Paul explique qu’il a préféré ne pas retourner à Corinthe dans la tristesse et mentionne la lettre qu’il leur a adressée auparavant dans l’angoisse et avec beaucoup de larmes pour leur témoigner son amour. Il demande ensuite au plus grand nombre de pardonner et de consoler l'homme qui a causé cette tristesse, afin d’éviter qu'il ne soit accablé. Paul relate ensuite son voyage à Troas pour prêcher l’Évangile où, n’ayant pas trouvé son frère Tite malgré une porte ouverte par le Seigneur, il a pris congé pour partir en Macédoine. Enfin, il exprime sa reconnaissance à Dieu qui fait triompher les croyants en Christ et précise qu’ils annoncent la parole avec sincérité, agissant comme une bonne odeur de Christ.

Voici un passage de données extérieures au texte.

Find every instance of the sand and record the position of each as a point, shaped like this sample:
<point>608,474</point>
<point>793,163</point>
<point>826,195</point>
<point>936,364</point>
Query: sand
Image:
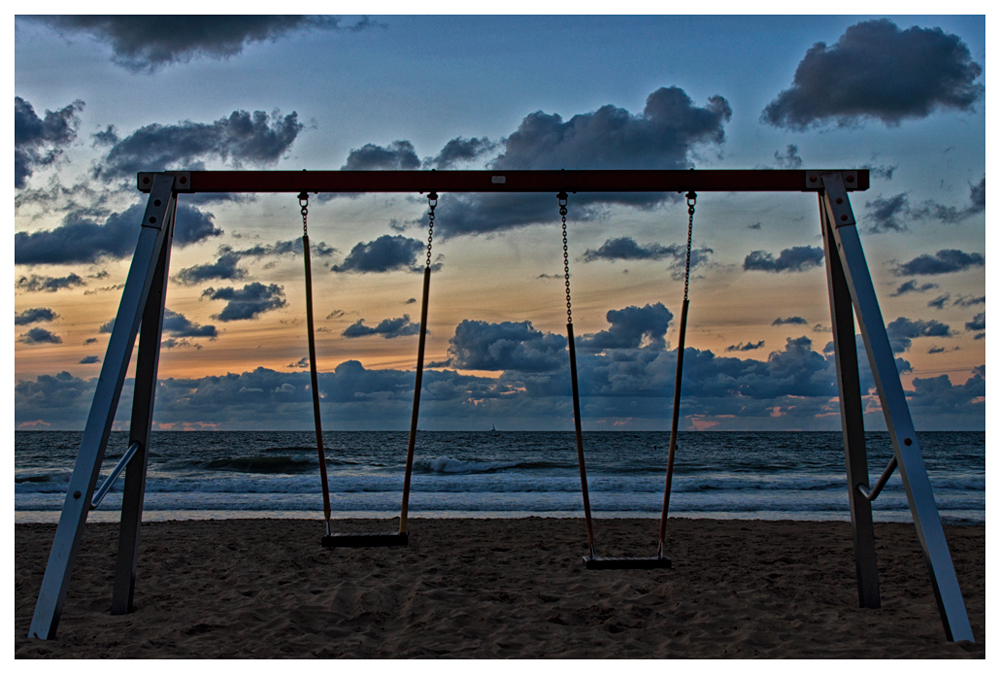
<point>513,588</point>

Résumé généré automatiquement à partir du texte biblique.
1Je résolus donc en moi-même de ne pas retourner chez vous dans la tristesse.2Car si je vous attriste, qui peut me réjouir, sinon celui qui est attristé par moi?3J’ai écrit comme je l’ai fait pour ne pas éprouver, à mon arrivée, de la tristesse de la part de ceux qui devaient me donner de la joie, ayant en vous tous cette confiance que ma joie est la vôtre à tous.4C’est dans une grande affliction, le cœur angoissé, et avec beaucoup de larmes, que je vous ai écrit, non pas afin que vous fussiez attristés, mais afin que vous connussiez l’amour extrême que j’ai pour vous.5Si quelqu’un a été une cause de tristesse, ce n’est pas moi qu’il a attristé, c’est vous tous, du moins en partie, pour ne rien exagérer.6Il suffit pour cet homme du châtiment qui lui a été infligé par le plus grand nombre,7en sorte que vous devez bien plutôt lui pardonner et le consoler, de peur qu’il ne soit accablé par une tristesse excessive.8Je vous exhorte donc à faire acte de charité envers lui;9car je vous ai écrit aussi dans le but de connaître, en vous mettant à l’épreuve, si vous êtes obéissants en toutes choses.10Or, à qui vous pardonnez, je pardonne aussi; et ce que j’ai pardonné, si j’ai pardonné quelque chose, c’est à cause de vous, en présence de Christ,11afin de ne pas laisser à Satan l’avantage sur nous, car nous n’ignorons pas ses desseins.12Au reste, lorsque je fus arrivé à Troas pour l’Évangile de Christ, quoique le Seigneur m’y eût ouvert une porte, je n’eus point de repos d’esprit, parce que je ne trouvai pas Tite, mon frère;13c’est pourquoi, ayant pris congé d’eux, je partis pour la Macédoine.14Grâces soient rendues à Dieu, qui nous fait toujours triompher en Christ, et qui répand par nous en tout lieu l’odeur de sa connaissance!15Nous sommes, en effet, pour Dieu la bonne odeur de Christ, parmi ceux qui sont sauvés et parmi ceux qui périssent:16aux uns, une odeur de mort, donnant la mort; aux autres, une odeur de vie, donnant la vie. Et qui est suffisant pour ces choses?17Car nous ne falsifions point la parole de Dieu, comme font plusieurs; mais c’est avec sincérité, mais c’est de la part de Dieu, que nous parlons en Christ devant Dieu.